Job openings for order clerks likely will be limited, as improvements in technology and office automation continue to increase worker productivity. While overall employment of order clerks is expected to decline through the year 2014, numerous openings will occur each year to replace order clerks who transfer to other occupations or leave the labor force completely. Many of these openings will be for seasonal work, especially in catalog companies or online retailers catering to holiday gift buyers.
The growth in online retailing and in business-to-business electronic commerce, and the use of automated systems that make placing orders easy and convenient, will decrease demand for order clerks.
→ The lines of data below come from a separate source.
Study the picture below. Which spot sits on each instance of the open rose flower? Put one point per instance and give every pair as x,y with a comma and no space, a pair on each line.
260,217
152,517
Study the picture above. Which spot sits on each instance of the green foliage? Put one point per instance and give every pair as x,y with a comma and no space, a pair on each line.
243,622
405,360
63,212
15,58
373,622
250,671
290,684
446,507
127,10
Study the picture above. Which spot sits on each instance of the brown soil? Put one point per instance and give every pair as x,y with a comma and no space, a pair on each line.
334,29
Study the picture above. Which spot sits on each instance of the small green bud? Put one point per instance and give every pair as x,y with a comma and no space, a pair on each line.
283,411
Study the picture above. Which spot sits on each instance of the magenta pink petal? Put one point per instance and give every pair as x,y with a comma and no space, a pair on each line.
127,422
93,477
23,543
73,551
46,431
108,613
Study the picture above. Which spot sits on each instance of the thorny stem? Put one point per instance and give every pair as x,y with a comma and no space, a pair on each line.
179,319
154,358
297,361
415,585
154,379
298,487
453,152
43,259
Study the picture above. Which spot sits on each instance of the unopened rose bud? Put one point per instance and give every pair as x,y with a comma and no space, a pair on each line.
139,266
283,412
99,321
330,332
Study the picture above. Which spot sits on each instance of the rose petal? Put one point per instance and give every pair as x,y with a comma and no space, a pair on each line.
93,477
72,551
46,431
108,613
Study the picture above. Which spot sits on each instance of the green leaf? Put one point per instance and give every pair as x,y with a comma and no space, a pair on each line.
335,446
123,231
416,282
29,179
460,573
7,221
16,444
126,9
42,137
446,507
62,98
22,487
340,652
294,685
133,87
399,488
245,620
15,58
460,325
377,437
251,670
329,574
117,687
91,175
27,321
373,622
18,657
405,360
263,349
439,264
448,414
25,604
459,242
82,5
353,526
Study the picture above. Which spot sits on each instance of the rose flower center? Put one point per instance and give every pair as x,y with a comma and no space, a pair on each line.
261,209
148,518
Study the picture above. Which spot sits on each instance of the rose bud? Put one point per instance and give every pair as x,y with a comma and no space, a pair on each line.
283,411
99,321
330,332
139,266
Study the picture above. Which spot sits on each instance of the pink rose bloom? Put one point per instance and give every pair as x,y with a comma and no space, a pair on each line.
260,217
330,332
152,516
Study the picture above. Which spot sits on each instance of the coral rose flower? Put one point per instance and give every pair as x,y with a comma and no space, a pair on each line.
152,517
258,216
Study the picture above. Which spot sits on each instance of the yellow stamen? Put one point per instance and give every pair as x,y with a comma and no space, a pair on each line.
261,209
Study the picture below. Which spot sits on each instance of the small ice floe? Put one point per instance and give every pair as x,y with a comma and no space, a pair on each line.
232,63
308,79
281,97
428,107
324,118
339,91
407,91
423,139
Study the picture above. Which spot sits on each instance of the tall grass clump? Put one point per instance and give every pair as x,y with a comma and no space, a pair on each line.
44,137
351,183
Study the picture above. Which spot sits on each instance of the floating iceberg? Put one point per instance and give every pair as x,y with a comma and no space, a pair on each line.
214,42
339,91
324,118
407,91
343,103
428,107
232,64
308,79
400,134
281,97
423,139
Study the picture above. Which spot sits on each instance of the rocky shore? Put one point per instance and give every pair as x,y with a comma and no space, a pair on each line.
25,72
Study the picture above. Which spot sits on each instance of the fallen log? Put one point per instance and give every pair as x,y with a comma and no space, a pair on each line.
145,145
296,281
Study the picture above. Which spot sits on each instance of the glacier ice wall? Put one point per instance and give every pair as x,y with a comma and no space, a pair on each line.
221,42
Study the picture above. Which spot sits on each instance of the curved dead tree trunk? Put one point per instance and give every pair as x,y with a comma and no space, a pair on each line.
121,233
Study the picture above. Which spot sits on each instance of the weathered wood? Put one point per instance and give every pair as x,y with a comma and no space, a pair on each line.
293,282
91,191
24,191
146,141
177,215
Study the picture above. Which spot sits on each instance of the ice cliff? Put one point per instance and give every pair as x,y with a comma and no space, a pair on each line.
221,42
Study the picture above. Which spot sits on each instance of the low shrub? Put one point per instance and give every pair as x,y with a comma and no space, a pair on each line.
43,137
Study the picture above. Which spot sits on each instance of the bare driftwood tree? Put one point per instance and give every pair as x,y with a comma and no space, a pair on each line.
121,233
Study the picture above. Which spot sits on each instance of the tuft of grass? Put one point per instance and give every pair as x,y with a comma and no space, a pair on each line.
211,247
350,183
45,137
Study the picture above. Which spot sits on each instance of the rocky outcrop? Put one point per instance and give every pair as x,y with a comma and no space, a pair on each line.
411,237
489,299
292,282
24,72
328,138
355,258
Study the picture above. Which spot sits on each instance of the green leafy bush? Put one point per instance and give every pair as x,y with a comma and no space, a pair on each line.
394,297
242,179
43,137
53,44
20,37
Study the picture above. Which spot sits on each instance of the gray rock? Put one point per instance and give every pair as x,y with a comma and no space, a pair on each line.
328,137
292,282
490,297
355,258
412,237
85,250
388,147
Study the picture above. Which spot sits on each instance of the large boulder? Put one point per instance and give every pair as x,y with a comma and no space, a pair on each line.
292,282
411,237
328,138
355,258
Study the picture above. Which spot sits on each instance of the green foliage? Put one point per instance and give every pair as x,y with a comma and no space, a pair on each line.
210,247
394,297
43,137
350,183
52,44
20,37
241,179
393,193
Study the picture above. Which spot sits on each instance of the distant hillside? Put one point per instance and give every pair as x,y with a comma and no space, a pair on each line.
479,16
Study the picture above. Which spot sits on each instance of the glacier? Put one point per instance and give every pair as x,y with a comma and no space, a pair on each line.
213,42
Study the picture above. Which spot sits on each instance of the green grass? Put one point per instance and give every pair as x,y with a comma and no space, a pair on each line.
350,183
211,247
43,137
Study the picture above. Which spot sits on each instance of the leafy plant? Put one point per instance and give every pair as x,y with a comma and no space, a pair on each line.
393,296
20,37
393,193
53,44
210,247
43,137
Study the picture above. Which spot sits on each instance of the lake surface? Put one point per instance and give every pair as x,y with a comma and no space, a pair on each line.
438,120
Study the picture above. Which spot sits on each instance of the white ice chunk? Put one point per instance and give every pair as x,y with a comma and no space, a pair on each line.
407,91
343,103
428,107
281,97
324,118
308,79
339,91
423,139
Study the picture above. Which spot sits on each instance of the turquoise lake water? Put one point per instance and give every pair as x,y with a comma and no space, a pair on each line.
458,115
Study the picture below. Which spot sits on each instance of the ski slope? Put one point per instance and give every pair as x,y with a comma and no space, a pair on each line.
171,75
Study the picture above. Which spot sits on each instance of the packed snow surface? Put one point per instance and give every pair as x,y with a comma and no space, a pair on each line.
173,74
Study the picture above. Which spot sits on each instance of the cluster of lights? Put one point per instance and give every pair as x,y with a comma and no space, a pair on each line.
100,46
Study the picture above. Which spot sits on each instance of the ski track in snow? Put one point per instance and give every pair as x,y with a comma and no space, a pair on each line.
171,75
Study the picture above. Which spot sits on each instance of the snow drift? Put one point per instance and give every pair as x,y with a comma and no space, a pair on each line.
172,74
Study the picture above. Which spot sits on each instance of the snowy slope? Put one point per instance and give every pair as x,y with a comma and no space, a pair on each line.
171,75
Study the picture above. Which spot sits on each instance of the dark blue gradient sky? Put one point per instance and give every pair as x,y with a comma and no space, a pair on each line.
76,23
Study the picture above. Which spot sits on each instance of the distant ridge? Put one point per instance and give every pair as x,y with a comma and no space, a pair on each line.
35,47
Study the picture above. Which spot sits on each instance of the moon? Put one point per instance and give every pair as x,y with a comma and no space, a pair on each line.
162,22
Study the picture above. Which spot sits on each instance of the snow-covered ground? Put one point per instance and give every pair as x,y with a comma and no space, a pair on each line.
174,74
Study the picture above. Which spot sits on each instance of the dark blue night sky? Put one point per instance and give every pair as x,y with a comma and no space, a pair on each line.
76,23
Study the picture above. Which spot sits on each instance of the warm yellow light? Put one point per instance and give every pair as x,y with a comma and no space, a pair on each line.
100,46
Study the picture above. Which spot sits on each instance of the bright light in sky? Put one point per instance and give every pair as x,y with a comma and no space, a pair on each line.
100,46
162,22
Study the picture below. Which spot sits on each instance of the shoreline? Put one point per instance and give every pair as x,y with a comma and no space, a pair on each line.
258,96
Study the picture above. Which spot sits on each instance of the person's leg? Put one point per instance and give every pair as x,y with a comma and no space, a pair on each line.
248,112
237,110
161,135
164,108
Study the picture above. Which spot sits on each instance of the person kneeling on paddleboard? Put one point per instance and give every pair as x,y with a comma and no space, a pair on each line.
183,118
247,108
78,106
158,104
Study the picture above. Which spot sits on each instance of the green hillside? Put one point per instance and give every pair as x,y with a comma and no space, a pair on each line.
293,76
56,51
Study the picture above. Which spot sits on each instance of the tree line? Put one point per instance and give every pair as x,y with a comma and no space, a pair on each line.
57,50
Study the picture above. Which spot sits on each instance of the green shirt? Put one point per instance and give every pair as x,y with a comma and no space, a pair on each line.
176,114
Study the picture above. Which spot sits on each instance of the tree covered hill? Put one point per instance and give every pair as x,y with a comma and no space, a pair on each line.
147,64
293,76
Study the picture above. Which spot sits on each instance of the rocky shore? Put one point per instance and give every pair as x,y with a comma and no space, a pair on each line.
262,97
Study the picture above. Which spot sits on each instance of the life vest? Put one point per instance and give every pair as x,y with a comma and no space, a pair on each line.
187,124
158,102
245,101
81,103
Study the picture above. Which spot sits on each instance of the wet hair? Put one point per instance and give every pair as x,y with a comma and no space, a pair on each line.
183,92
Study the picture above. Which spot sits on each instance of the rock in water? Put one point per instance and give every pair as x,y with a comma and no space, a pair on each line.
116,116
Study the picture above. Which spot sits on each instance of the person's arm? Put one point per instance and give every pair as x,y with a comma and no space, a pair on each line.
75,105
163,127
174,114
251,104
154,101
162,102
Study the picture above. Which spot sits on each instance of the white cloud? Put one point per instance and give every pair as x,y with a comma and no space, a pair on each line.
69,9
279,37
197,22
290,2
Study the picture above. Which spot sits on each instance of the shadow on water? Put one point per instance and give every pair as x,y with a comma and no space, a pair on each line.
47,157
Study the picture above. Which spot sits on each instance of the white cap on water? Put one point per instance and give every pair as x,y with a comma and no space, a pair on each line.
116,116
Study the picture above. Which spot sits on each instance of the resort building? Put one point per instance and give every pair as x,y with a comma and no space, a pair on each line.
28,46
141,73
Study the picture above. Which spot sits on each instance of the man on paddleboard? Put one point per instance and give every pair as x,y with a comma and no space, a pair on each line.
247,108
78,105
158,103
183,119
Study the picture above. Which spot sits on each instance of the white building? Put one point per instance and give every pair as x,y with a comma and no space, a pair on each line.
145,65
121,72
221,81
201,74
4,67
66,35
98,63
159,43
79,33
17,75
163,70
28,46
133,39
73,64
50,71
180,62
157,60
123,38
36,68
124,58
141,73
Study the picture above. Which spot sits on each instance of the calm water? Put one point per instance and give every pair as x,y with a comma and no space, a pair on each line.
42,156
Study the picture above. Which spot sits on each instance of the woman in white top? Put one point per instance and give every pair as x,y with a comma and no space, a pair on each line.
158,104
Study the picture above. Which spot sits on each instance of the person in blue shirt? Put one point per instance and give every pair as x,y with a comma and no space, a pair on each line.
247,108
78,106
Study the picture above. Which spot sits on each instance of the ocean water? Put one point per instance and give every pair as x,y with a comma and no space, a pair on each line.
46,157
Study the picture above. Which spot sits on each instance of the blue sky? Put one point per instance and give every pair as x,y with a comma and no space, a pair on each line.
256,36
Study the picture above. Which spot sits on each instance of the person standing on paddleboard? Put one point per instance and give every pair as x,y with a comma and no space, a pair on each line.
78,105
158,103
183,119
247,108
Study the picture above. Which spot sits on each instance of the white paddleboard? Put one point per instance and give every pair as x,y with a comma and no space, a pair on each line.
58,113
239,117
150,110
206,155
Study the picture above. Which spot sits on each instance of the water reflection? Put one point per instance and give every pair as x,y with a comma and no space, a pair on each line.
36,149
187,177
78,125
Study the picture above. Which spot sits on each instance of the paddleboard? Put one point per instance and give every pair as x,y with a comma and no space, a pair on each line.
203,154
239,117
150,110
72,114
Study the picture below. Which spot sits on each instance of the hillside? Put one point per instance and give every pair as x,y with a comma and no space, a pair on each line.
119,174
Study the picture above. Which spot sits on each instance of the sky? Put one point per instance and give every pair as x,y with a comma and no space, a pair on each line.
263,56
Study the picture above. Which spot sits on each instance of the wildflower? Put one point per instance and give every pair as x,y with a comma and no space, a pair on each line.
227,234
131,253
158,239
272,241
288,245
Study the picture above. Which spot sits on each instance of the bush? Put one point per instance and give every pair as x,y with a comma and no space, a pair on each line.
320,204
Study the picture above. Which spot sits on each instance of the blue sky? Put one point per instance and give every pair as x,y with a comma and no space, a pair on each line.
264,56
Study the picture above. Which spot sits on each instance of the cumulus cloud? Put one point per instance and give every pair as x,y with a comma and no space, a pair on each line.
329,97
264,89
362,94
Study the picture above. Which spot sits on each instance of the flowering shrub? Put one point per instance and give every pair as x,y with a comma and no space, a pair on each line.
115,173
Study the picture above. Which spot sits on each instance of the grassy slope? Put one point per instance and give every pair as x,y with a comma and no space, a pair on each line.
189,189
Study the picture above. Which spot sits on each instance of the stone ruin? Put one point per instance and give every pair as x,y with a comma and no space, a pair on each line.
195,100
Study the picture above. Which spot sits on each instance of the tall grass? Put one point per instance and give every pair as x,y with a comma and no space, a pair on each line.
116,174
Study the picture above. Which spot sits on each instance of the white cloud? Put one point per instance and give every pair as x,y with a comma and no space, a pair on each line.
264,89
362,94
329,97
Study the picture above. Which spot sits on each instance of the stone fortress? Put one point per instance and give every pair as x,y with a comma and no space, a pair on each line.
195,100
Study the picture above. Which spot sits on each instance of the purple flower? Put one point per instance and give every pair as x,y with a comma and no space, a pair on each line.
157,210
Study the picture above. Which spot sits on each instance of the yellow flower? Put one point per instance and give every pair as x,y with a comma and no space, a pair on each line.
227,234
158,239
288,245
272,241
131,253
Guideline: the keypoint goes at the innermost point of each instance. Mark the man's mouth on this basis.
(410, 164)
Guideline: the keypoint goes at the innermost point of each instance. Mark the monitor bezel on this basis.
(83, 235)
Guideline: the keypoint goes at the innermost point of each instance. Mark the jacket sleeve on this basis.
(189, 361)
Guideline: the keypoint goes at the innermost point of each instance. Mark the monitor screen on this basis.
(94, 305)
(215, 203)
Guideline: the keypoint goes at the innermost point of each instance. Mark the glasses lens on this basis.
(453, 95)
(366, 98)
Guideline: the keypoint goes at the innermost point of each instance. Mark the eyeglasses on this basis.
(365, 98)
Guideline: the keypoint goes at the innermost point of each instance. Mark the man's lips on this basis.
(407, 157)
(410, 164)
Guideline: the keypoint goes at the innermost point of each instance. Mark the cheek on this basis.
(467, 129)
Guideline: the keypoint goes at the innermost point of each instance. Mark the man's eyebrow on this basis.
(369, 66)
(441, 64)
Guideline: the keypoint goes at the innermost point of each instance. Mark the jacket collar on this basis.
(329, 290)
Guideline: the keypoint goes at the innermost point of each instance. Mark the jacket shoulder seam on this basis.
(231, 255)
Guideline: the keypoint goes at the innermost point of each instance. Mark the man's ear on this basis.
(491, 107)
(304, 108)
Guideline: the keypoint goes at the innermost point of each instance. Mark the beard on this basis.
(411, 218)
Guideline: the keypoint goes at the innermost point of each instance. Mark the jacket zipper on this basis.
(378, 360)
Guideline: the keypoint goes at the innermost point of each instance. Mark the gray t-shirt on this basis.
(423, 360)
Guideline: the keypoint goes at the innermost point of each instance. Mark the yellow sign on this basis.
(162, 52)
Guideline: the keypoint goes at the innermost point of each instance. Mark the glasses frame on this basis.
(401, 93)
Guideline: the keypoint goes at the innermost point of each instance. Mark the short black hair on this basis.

The spread of electronic data interchange, which enables computers to communicate directly with each other, allows orders within establishments to be placed with little human intervention. In addition, internal systems allowing a firmís employees to place orders directly are becoming increasingly common. Outside orders placed over the Internet often are entered directly into the computer by the customer; thus, the order clerk is not involved at all in placing the order. Some companies also use automated phone menus that are accessible with a touch-tone phone to receive orders, and others use answering machines. Developments in voice recognition technology may further reduce the demand for order clerks.
Furthermore, increased automation will allow current order clerks to be more productive, with each clerk able to handle an increasingly higher volume of orders. Sophisticated inventory control and automatic billing systems permit companies to track inventory and accounts with much less help from order clerks than in the past.